In 1889 he published the Gospel of Wealth, an article outlining the responsibility of the new upper class of self-made rich people to help the common man, stating millionaires were just “trustees for the poor”.
Gillian said a quote taken from the article speaks of his determination to ensure that libraries should be available to everyone: “If ever wealth came to me, it should be used to establish free libraries.”
She said he firmly believed in their educational and cultural importance and this stemmed from his own experience when, as a young working boy in Pittsburgh, he was given access to the private library of Colonel Tom Anderson.
“He never forgot the benefits he gained from this,” she said.
“Of all the trusts set up by Carnegie, however, the Hero Fund movement was the one closest to his heart.
“The first Hero Fund, the Carnegie Hero Fund Commission, was established in Pittsburgh in 1904 following a colliery disaster which claimed the lives of 181 men, including two who had entered the mine after the explosion in ill-fated rescue attempts.
“The Carnegie Hero Fund UK was founded in 1908 and covers the geographical area England, Scotland, Wales, Ireland, the Channel Islands and the surrounding territorial waters.
“For over a hundred years the Hero Fund Trust has recognised people who have been killed or injured while attempting to save another human life in peaceful pursuits.
“The Trust also provides financial support, where necessary, to the injured heroes and the dependents of those who have lost their lives.
“Each heroic act is recorded in a beautifully decorative Roll of Honour displayed in the Andrew Carnegie Birthplace Museum.”
Sweetness and light
Carnegie’s home town of Dunfermline has benefitted greatly from his generosity and the Carnegie Dunfermline Trust continue his legacy through a programme of grant giving and partnership projects to bring more ‘sweetness and light’ to his native town.
Carnegie’s mother laid the foundation stone in 1881 of the first Carnegie Free Library and one of his greatest pleasures was purchasing
Pittencrieff Park in 1902 then gifting it to the people of Dunfermline for their pleasure and enjoyment.

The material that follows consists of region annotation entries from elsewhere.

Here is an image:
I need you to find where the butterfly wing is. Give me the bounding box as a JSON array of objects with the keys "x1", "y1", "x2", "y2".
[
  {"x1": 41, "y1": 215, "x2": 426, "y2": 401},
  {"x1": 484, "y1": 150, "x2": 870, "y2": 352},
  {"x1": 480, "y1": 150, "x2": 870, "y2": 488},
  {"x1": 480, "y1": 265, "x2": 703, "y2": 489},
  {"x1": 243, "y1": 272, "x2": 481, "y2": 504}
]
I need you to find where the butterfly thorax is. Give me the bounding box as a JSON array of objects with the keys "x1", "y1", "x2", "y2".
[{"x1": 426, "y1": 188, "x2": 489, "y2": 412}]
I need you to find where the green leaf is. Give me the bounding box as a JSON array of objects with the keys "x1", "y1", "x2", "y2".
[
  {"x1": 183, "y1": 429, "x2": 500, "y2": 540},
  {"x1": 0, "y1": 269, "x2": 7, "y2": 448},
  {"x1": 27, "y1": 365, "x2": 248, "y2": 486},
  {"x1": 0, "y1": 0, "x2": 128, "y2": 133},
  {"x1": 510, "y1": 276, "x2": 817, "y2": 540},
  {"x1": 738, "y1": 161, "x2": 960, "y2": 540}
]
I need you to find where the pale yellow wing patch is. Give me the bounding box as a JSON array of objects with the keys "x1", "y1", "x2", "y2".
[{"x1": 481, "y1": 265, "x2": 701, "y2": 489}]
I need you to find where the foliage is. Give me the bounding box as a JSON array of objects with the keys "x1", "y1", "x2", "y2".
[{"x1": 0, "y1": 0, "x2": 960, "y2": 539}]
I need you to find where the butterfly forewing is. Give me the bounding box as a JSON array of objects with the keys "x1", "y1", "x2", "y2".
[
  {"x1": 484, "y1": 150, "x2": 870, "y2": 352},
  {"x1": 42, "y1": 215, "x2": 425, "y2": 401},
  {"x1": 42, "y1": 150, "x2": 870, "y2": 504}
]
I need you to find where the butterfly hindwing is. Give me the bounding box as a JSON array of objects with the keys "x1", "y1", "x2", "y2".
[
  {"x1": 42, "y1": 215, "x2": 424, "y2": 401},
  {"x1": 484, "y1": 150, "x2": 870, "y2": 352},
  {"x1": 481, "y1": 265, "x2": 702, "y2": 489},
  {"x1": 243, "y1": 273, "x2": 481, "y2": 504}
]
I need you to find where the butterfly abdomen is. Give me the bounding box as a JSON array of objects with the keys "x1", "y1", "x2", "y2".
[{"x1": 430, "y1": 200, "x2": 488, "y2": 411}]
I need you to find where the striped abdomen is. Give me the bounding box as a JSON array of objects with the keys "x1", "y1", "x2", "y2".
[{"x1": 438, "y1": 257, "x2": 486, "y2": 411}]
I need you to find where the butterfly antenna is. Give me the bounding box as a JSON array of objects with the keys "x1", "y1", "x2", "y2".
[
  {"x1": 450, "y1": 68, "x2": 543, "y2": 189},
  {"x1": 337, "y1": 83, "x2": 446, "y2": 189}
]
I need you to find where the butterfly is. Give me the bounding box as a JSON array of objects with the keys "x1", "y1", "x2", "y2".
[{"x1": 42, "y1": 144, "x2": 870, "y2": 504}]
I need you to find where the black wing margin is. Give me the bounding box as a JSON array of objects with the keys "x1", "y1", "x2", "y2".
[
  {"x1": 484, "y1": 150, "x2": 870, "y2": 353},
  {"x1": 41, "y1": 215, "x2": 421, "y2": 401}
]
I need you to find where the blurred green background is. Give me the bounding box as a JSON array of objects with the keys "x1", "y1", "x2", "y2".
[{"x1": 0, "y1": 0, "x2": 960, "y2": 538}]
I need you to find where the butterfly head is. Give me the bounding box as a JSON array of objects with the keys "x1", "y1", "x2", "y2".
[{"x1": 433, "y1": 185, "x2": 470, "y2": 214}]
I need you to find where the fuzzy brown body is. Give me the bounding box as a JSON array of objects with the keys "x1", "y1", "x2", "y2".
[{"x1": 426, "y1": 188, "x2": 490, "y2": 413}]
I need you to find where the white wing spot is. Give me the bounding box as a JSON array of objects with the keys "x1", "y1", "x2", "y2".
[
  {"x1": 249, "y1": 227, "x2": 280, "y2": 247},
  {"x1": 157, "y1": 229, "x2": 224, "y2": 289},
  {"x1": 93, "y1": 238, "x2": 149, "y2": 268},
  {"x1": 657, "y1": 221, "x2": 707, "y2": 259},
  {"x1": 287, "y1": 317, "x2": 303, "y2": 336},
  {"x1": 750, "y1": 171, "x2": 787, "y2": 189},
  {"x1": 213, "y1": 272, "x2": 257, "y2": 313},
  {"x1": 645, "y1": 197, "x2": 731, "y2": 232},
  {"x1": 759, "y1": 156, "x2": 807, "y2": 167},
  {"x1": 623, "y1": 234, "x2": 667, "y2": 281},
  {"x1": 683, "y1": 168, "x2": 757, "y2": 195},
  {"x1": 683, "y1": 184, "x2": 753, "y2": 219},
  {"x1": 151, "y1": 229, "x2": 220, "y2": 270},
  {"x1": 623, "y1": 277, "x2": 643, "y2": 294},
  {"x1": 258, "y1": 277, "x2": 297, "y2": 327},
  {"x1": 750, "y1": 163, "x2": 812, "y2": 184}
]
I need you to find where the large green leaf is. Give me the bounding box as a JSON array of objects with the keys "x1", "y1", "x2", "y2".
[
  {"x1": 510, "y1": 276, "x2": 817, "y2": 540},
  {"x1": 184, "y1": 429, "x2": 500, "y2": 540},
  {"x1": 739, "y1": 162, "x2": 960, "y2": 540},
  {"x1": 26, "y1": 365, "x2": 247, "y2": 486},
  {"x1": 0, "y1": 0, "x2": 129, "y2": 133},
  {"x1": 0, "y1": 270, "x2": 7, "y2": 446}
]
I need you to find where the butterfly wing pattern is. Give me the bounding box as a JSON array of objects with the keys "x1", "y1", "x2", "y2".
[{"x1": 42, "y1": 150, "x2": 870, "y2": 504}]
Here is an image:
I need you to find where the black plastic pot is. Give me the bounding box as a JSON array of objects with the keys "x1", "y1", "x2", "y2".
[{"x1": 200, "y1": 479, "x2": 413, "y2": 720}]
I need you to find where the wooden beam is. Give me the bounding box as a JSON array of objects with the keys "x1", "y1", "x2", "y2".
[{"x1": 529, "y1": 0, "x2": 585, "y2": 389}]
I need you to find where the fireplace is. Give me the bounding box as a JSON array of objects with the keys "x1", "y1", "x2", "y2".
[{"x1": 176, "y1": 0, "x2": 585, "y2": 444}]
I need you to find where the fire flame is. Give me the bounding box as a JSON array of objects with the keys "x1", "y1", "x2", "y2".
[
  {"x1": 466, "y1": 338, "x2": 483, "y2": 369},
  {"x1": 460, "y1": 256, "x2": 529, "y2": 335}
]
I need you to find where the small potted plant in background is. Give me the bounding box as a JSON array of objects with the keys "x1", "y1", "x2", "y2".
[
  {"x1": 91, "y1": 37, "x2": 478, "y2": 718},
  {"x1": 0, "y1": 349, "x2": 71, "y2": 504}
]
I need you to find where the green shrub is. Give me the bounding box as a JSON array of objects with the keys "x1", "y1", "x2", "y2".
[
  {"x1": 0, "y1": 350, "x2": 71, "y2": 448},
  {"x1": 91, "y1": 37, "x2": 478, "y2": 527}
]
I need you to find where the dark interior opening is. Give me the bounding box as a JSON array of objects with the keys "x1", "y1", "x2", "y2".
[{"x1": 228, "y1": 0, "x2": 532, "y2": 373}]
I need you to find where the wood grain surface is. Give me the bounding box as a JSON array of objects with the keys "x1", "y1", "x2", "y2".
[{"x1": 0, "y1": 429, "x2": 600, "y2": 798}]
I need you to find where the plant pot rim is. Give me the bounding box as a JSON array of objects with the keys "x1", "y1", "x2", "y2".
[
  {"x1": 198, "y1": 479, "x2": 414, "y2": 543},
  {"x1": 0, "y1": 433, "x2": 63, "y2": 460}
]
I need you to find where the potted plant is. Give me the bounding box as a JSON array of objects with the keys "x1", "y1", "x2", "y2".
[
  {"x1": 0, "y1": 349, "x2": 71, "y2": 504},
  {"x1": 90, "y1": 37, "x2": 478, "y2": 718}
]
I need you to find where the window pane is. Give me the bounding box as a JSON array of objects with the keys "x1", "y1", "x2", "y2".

Gillian said: “When he was a young boy, the park was only open to the public on one day a year and, due to his family’s political views, the young Andrew Carnegie was barred from entering it.
“Pittencrieff Park continues to be a major attraction for visitors and locals alike and was voted the best park in Scotland in 2019.
“As well as funding libraries, Andrew Carnegie funded scholarships, science and research projects, church organs, concert halls, universities and museums.
“He supported the founding of internationally renowned landmarks such as the Carnegie Hall in New York, the Peace Palace in the Hague and the Mount Wilson Observatory in California.
“Prior to his death, he had established over 20 trusts, foundations, corporations and centres of education and research across the United States of America, Europe and Britain.
“Today, over 100 years after his death, these organisations continue to carry out their collective missions of promoting peace, education, ethics, culture, science and honouring heroic deeds.”
Freedom of Dunfermline
By the end of his life it was calculated that he had given away over $350m.
He received the Freedom of Dunfermline in 1877 and went on to collect over 50 others from towns and cities throughout the UK.
Carnegie died aged 83 on August 11 1919 at Lenox, Massachusetts.
He was buried at Sleepy Hollow Cemetery in North Tarrytown, New York.
Gillian said: “Andrew Carnegie was very aware of the impact wealth could have on society and he stands out amongst other prominent philanthropists of his time, not only because of the vast sums of money that he gave away, but also because he believed there was a moral obligation to do so.
“He firmly believed that the wealthy should use their riches to improve public facilities and enable people to help themselves.
“The following quote sums up Carnegie’s opinion of those who accumulated great wealth during their lifetime but did not use it to benefit others: ‘The man who dies (thus) rich dies disgraced’.”